The theoretical understanding of cross-entropy (CE) loss optimization in non-convex deep learning remains limited, especially regarding global dynamics. Method: Focusing on the minimal non-convex setting—two-layer linear networks with standard basis inputs—we rigorously analyze the CE gradient flow. We discover that Hadamard initialization diagonalizes the softmax operator and freezes singular vectors of the weight matrices; leveraging this, we construct an explicit Lyapunov function. Contribution/Results: We establish the first global convergence guarantee for CE gradient flow to neural collapse—a geometric configuration where features collapse onto class means, inter-class means become orthogonal and equidistant, and intra-class variance vanishes. This result breaks prior reliance on squared loss or convexity assumptions, providing the first non-convex, multi-class, globally convergent theory for CE optimization. It further reveals the critical role of implicit regularization in realistic training dynamics.

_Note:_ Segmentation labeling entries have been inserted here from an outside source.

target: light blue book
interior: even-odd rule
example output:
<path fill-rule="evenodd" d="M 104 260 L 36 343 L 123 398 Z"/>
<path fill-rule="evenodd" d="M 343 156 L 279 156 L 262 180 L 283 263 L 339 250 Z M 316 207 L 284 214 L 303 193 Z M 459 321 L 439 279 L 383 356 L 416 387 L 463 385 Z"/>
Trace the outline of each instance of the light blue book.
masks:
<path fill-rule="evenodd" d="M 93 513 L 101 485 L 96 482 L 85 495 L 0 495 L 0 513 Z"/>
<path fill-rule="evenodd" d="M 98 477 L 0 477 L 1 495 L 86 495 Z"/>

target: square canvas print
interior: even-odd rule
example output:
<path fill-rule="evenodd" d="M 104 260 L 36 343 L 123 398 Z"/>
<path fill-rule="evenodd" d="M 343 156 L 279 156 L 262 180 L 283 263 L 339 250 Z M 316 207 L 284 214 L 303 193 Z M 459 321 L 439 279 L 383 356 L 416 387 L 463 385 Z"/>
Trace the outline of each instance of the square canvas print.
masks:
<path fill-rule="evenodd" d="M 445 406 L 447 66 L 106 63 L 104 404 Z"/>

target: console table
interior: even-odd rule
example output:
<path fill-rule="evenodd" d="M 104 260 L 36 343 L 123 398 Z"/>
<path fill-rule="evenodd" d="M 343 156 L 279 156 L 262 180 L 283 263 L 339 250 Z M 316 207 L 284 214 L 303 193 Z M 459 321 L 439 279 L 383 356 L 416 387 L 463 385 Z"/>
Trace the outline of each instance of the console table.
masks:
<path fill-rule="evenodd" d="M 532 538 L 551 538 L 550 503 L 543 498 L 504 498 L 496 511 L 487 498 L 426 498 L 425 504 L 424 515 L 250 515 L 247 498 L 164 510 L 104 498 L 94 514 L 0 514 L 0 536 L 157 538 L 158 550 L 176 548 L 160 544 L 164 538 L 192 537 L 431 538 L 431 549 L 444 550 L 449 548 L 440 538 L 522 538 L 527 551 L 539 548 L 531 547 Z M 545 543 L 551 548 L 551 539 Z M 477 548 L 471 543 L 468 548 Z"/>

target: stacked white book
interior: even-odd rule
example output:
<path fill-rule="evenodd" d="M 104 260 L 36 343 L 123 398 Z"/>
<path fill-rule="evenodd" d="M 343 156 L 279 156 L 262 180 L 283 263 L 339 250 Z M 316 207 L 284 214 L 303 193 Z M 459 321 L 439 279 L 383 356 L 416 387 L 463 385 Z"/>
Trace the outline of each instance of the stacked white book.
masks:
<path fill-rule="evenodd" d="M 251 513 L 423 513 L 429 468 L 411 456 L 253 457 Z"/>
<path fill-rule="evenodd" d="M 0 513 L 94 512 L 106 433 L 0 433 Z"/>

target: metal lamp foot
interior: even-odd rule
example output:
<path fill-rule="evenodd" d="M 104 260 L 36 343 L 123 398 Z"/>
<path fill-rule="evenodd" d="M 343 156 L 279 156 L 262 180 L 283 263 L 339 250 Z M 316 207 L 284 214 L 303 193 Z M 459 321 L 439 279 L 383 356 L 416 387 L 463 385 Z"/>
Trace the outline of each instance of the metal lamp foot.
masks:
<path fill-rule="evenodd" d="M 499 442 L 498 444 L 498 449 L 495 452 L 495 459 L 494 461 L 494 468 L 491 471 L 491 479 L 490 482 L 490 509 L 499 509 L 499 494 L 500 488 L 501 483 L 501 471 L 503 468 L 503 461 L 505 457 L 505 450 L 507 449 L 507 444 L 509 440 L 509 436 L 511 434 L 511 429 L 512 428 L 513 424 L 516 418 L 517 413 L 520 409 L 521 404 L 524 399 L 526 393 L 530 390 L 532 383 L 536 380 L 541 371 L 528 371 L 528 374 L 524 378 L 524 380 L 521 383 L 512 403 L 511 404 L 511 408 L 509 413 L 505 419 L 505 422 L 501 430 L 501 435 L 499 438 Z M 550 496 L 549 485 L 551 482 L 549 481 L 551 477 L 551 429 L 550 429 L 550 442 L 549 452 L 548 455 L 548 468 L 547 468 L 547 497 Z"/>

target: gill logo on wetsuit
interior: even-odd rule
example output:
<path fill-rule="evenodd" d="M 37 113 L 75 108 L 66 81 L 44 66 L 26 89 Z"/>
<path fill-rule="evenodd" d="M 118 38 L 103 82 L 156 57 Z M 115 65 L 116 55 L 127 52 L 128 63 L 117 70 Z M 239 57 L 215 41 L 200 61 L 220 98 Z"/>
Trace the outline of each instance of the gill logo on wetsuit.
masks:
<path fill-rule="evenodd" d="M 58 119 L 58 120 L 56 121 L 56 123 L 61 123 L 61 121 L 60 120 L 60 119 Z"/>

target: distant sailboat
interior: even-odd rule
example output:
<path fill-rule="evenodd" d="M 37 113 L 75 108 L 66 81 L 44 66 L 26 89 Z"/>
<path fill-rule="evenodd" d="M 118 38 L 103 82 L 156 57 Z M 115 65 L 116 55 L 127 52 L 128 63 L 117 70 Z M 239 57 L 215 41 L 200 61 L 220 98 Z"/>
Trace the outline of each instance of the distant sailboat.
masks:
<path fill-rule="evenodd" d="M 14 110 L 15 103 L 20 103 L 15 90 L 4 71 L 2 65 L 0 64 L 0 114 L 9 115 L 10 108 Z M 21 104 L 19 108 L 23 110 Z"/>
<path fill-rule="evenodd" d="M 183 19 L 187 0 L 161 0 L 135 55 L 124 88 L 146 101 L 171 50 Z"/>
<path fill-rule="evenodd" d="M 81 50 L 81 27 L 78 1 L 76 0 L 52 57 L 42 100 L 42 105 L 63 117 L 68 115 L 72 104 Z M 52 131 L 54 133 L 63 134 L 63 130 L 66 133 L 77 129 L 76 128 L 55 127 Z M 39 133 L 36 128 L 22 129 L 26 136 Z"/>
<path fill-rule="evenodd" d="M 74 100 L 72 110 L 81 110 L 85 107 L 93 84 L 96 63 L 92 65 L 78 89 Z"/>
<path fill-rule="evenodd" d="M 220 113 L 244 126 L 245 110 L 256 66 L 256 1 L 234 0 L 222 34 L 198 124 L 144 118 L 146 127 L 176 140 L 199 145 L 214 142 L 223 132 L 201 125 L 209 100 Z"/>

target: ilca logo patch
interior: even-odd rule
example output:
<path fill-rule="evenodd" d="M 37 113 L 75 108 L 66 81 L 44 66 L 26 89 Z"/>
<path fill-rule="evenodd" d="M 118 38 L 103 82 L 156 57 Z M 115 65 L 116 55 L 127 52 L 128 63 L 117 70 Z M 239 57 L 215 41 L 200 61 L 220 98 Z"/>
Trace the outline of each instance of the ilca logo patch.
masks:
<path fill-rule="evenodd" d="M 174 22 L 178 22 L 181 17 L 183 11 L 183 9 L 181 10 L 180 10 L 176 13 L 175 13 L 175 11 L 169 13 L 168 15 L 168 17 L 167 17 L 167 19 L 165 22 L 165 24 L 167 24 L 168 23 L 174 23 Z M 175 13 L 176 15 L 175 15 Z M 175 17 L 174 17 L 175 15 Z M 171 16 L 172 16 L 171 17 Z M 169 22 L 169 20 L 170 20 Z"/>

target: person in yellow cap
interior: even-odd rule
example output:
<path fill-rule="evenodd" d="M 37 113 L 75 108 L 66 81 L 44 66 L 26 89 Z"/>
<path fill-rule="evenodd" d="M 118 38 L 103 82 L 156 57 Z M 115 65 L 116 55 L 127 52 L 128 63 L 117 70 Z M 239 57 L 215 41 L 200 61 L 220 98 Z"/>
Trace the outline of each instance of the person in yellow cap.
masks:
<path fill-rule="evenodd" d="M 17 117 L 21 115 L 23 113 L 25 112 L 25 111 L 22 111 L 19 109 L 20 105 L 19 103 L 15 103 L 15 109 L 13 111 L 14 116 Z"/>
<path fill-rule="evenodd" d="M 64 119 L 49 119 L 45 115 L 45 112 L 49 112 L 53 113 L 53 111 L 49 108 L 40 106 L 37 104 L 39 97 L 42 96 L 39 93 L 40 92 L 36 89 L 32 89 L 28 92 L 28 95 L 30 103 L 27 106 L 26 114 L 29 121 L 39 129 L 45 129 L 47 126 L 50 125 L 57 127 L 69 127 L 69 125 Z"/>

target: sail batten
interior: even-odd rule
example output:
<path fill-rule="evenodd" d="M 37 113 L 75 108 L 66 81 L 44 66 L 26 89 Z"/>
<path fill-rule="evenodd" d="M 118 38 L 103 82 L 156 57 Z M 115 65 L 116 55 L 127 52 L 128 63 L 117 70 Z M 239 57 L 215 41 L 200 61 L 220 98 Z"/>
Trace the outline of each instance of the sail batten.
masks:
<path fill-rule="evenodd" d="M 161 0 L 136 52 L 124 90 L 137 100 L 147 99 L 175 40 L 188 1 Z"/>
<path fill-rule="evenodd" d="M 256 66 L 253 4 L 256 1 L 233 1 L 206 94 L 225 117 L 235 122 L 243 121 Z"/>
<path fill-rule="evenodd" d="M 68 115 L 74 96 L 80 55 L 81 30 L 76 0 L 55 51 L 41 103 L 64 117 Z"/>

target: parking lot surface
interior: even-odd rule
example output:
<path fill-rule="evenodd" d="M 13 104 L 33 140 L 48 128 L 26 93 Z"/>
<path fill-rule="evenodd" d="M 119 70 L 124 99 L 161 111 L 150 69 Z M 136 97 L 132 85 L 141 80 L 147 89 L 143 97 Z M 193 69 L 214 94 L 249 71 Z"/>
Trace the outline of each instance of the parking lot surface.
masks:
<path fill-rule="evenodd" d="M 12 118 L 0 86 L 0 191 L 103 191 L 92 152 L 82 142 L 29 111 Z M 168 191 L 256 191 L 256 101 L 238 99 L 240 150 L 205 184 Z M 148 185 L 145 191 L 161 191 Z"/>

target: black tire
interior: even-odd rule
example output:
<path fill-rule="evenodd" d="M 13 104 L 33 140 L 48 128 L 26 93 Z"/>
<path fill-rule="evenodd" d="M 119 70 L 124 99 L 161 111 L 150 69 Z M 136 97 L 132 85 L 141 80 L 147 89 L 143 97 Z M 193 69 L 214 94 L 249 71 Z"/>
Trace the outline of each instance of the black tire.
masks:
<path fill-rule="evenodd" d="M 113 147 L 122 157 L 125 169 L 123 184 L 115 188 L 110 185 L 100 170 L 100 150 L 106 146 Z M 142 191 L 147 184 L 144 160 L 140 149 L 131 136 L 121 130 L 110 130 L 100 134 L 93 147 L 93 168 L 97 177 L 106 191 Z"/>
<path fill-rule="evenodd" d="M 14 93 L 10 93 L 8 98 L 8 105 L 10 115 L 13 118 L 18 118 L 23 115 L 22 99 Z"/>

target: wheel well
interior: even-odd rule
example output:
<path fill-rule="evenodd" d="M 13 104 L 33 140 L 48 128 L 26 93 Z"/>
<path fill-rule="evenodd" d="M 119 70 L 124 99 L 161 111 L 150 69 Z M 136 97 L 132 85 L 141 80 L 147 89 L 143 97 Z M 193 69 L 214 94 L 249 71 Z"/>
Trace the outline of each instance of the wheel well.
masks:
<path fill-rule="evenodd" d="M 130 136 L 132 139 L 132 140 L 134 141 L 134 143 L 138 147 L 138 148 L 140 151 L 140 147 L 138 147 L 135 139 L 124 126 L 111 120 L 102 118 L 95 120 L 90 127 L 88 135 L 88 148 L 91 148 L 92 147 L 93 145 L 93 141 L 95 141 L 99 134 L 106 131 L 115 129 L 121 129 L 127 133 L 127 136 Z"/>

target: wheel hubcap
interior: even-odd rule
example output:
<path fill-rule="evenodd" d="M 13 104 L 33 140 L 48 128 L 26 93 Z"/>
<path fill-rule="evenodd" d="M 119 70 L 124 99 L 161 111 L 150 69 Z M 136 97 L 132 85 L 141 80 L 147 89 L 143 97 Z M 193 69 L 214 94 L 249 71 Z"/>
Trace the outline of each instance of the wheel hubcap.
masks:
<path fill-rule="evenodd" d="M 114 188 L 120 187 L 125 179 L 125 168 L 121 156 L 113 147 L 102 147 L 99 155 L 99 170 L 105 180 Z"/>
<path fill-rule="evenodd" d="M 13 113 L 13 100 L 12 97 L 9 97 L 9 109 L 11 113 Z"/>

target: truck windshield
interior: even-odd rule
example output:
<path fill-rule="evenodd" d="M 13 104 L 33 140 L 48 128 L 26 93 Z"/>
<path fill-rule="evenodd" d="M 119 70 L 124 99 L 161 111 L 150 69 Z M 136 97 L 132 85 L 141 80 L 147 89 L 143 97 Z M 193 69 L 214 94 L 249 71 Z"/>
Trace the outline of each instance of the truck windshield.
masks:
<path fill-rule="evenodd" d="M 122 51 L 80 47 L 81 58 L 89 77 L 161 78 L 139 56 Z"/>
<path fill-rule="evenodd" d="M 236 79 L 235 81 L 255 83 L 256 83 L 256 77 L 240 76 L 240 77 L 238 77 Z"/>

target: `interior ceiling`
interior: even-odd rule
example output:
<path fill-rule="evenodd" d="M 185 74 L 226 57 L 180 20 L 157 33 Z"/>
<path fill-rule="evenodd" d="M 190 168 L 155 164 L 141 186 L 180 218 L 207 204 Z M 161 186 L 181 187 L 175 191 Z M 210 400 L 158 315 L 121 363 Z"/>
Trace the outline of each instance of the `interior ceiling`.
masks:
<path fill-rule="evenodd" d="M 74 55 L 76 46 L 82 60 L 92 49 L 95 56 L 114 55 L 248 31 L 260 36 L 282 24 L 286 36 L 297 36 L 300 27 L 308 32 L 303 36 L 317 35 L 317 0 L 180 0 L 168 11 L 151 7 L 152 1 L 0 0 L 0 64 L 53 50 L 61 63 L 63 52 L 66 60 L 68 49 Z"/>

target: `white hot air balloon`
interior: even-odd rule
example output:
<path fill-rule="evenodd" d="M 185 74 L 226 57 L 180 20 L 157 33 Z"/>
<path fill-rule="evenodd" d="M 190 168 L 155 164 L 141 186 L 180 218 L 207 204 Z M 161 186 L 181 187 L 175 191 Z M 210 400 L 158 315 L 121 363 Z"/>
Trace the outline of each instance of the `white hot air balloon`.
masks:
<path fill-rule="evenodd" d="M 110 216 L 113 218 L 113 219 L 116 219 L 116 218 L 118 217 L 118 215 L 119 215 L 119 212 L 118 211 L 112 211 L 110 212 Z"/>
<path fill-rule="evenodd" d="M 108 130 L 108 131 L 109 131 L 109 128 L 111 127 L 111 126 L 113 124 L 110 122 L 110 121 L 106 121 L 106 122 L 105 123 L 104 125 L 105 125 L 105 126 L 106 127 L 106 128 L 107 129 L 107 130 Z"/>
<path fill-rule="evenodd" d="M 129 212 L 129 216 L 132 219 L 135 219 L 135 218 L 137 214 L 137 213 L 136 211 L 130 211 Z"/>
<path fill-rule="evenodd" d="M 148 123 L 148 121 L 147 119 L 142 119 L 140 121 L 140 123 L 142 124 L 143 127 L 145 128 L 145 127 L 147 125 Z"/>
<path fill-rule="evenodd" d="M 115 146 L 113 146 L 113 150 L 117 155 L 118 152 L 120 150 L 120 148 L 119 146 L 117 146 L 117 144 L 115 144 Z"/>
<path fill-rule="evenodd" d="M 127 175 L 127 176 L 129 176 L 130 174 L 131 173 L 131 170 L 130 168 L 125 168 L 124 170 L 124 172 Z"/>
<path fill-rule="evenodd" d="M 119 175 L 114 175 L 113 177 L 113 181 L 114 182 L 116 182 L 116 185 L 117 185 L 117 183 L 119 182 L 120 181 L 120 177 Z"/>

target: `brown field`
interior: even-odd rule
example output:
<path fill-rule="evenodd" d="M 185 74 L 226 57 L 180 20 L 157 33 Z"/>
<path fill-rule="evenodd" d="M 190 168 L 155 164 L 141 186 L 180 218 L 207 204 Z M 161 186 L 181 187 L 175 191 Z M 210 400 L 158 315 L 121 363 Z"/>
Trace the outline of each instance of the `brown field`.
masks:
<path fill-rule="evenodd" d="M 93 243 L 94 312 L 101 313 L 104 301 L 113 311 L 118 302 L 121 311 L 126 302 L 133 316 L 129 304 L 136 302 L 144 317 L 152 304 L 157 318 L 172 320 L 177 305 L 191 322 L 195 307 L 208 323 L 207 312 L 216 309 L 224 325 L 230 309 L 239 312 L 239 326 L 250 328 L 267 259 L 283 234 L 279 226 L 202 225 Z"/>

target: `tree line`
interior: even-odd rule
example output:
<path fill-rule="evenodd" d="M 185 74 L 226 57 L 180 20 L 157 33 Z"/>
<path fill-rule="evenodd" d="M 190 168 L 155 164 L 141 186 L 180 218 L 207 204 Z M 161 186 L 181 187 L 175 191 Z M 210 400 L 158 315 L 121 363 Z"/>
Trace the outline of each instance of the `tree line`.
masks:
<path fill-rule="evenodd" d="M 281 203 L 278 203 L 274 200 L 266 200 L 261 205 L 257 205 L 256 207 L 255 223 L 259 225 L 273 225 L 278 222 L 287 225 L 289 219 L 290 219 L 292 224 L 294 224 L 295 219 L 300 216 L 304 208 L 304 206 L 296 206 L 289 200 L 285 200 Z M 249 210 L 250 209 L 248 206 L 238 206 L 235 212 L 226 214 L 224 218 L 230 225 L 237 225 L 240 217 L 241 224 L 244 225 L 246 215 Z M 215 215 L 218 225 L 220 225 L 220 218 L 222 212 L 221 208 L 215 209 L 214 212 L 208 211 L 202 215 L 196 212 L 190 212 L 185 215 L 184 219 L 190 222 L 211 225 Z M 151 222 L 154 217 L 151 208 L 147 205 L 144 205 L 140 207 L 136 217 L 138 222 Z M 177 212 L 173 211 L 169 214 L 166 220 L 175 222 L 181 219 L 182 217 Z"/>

Cross-entropy (CE) training loss dominates deep learning practice, yet existing theory often relies on simplifications, either replacing it with squared loss or restricting to convex models, that miss essential behavior. CE and squared loss generate fundamentally different dynamics, and convex linear models cannot capture the complexities of non-convex optimization. We provide an in-depth characterization of multi-class CE optimization dynamics beyond the convex regime by analyzing a canonical two-layer linear neural network with standard-basis vectors as inputs: the simplest non-convex extension for which the implicit bias remained unknown. This model coincides with the unconstrained features model used to study neural collapse, making our work the first to prove that gradient flow on CE converges to the neural collapse geometry. We construct an explicit Lyapunov function that establishes global convergence, despite the presence of spurious critical points in the non-convex landscape. A key insight underlying our analysis is an inconspicuous finding: Hadamard Initialization diagonalizes the softmax operator, freezing the singular vectors of the weight matrices and reducing the dynamics entirely to their singular values. This technique opens a pathway for analyzing CE training dynamics well beyond our specific setting considered here.